Picture this: I stand in the middle of an overwrought, pretentious, beautiful Brown function. I observe the lights—a dim, tinfoil-blue—as I am at a party dubbed “Down Under The Sea.”
I stare at a painting created for the occasion, a blue so deep it is almost black cherry, where you can see yourself reflected in its dark hues. To the left is a DJ booth, where "Soda" by Azealia Banks is blasting. Sweat dripping from the back of my neck from jumping around, I decide I need a break. I walk down the creaky, twisting, jet-black steps and reach the outside, where it is picturesque: The snow is pouring down, the houses are all late-modernist with perches of ice leering out from their roofs, and I realize that Providence is a genuinely stunning place. I take my jacket off and let the coolness envelop me. It reaches through the bright red fabric of my tank top, making me shiver in a way that I can't deny I need.
I notice some other folks basking in the snow, passing around a cigarette. Their attire: either little-shirt-big-pants or big-shirt-little pants—slightly androgynous vibes but not enough to bring their gender identity into question. I begin to converse with them.
“In the context of trying to cultivate the aesthetic of coolness in which everyone feels, like, pressured to elevate their style, but also be different in the way that is socially acceptable, because bisexuality, especially in the context of Brown, has become so socially acceptable, maybe more people identify as bi,” a gay male friend said. “But it’s like also not necessarily leaning into the potential ways you can be subversive.”
There is also a level of aestheticization and the intersection of visual culture with sexuality, where some individuals may identify as bisexual for social image or cultural cachet. This phenomenon is distinct from “non-practicing bisexuals,” which includes people in this group but also could be people who happen to only date the opposite gender.
“As younger generations become more liberal, with liberal allyship, people flock to being bisexual,” a “non-practicing” bisexual woman said. “In the same way that being political has been aestheticized, a lot of this has to do with social media, and the ability and necessity to make everything presentable and public-facing. It is no longer ‘my identity is X,’ but ‘here is how I can display that visually.’ It’s, like, Pinterest vibes. People realized it’s swag to wear jorts and the straights wanted in.”
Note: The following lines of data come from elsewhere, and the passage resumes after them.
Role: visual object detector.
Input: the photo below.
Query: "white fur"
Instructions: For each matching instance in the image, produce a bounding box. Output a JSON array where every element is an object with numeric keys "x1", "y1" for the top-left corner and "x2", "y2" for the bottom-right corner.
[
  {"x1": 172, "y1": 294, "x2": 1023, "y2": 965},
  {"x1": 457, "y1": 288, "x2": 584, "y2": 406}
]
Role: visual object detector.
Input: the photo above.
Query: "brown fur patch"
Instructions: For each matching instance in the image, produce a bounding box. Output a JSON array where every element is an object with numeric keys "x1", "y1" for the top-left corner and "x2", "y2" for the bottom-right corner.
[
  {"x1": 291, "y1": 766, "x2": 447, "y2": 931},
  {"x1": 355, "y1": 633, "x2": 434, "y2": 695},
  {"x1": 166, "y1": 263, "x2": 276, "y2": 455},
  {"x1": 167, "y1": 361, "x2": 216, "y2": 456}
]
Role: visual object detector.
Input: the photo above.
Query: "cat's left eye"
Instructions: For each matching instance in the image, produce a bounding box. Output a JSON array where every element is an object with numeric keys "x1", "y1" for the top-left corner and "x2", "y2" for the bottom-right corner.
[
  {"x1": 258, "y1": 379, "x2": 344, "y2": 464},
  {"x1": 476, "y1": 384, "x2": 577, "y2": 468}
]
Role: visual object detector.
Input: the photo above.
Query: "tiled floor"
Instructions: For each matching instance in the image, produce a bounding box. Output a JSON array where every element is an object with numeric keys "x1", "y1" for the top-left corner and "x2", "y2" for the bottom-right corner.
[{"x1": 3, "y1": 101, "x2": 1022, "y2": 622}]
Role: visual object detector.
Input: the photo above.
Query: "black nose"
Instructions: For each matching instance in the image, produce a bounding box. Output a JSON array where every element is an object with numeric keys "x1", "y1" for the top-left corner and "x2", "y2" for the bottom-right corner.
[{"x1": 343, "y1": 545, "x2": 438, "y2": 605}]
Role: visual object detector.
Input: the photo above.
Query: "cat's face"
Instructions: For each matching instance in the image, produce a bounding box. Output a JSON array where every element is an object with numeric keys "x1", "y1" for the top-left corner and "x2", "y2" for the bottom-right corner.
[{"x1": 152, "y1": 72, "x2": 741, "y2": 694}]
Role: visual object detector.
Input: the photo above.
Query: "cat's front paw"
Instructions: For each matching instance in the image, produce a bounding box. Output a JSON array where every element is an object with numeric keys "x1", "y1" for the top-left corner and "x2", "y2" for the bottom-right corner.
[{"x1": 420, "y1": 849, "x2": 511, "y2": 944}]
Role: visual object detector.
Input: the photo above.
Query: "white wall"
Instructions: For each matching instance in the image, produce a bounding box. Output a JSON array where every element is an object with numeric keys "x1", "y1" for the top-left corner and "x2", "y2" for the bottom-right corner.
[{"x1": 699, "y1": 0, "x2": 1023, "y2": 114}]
These are the circumstances that seem to be informing our social environment. How are people reckoning with it, even quantifying it?
“One time someone asked me my percentages, right? Like, which gender I like more,” a bisexual woman friend said. “And, I didn’t really like the question because I think it’s a little bit reductive, but if I really think about it, I think I just lean in the direction of heterosexuality a lot more in terms of choosing partners.”
Nine months after that conversation on the L train, my friend and I are sprawled across my bedroom floor, two açai bowls scattered between us. The winter semester has faded into spring, and the window is cracked open to let in the March breeze. She's still wearing jorts—seasonally inappropriate, but her signature look, now paired with thick wool socks that speak to her stubborn refusal to be defined by weather or convention. The açai melts. We lick our spoons; our smiles reach our eyes.
What started out as an ironic phrase seems to have captured a moment in culture. Whether it is driven inextricably by politics is uncertain, but we are undeniably facing a wider political shift to the right. How the Brown community will negotiate that phenomenon remains at the devices of each individual navigating their own complex identity—practicing or non-practicing, labeled or unlabeled, performing or simply being a Bruno (even in jorts!).